NT thread vs Linux thread...

NT thread vs Linux thread...

Post by tawei » Fri, 18 Jul 1997 04:00:00



Hi,

  I am posting this more as a question to NT developers than Linux
developers. However, the numbers from my tests may be some interest
for the Linux developer. Since there is no NT system development
group, I posted this to advocacy and hope this will not turn into a
flame war.

  I am writting a server which spawn off large number thread to hand
event. Thus, the thread creating performance is very important. I have
run some testing on two identical PCs. One PC runs NT 4.0 SP3 and the
other runs Linux RedHat 4.2. The testing result shows Linux thread are
much more efficient than NT thread.

Linux uses LinuxThreads 0.6. A implementation of Pthread based on
Linux clone system call.

NT uses Win32 threads functions: CreateThread, CreateMutex,
WaitForSingleObjectEx, and ReleaseMutex.

Here is the number:

1. Spawn 1 million thread. The thread function is practically a null
   function containing only a return statement. I don't have exact
   timing but here is the test result.

   When Linux finished, NT only spawns 450k+ threads.

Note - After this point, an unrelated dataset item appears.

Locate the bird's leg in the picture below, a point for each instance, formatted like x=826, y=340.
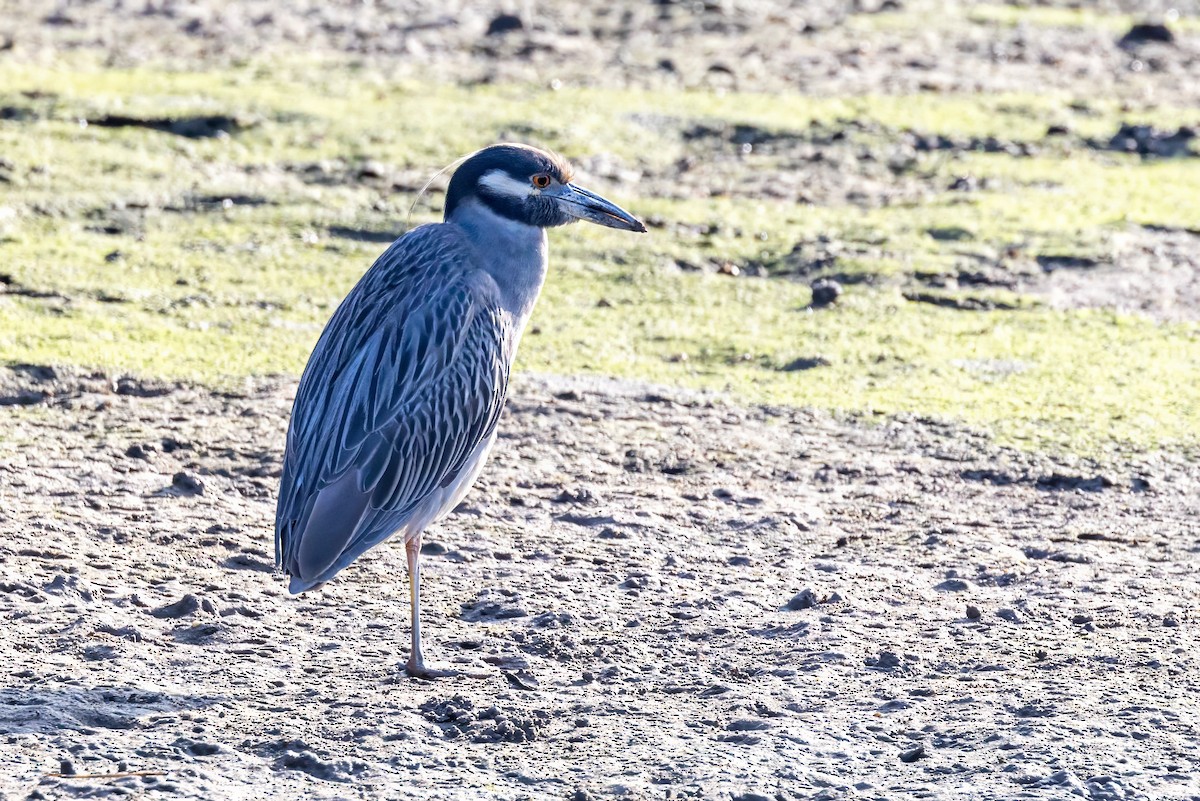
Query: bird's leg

2. 1 million mutex creating. Well... This is not exact meaningful but
   the number is interesting.

   When Linux finished, NT only creates 250k+ mutex.

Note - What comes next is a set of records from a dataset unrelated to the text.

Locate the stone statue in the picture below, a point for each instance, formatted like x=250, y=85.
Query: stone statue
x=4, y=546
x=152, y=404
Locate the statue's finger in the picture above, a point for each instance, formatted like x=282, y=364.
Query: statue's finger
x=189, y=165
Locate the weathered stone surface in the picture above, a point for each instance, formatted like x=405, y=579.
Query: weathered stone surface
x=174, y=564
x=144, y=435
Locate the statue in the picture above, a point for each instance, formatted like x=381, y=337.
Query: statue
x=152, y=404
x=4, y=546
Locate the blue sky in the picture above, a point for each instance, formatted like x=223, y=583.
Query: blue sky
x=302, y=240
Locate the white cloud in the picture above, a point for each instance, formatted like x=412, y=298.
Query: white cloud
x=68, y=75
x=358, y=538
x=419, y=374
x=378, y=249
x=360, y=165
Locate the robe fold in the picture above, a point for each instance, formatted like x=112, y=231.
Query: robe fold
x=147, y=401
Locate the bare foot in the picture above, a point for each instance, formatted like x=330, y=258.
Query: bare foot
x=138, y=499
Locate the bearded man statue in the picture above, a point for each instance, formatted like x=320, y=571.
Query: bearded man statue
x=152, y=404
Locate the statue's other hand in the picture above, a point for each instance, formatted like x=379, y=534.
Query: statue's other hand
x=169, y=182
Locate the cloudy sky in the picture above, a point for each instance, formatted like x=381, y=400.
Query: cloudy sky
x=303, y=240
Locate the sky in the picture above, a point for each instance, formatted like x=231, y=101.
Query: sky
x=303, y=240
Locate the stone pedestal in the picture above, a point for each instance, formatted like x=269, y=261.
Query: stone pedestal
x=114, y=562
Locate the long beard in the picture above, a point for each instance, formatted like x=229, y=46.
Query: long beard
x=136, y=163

3. 1 million mutex lock/unlock test. This tests how fast mutex
   operation is.

   When Linux finished, NT finishs only 400k lock/unlock operation.

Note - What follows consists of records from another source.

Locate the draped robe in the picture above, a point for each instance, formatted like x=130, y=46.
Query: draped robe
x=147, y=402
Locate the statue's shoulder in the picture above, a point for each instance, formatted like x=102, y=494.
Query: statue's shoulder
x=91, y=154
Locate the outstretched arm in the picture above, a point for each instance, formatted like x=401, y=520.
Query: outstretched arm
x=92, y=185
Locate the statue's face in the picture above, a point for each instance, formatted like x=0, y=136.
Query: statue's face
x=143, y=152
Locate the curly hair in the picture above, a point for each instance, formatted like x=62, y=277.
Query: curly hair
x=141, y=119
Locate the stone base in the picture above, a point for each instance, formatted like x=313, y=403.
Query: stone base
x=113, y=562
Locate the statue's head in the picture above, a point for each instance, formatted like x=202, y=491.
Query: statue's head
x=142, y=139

Any suggestion to improve perforamnce is appreciated. Thanks in
advance.

--
Ta-Wei "David" Li

 
 
 

NT thread vs Linux thread...

Post by David LeBla » Sun, 20 Jul 1997 04:00:00



>  I am writting a server which spawn off large number thread to hand
>event.

This is completely ridiculous.  Creating 1 million threads, events,
whatever is quite silly.  What is much more important is what you are
trying to do.  You aren't going to run 1M threads anyway.  You are
going to _do_ something.  Your bottlenecks are really much more likely
to be in what you are doing than in the system calls.

Give us some idea of what you are trying to accomplish, and maybe
someone can give you some decent advice.

David LeBlanc           |Why would you want to have your desktop user,

                        |minicomputer-class computing environment?
                        |Scott McNealy

 
 
 

NT thread vs Linux thread...

Post by Jonathan A. Maxwel » Sun, 20 Jul 1997 04:00:00


]
] >  I am writting a server which spawn off large number thread
] >to hand event.
[ and NT is too slow ]

In NT the 'process' confuses resource sharing with task grouping,
resulting in a complicated model.  Many times, the more complex,
the harder to implement efficiently -- this could be why in your
tests, Linux was much faster creating threads.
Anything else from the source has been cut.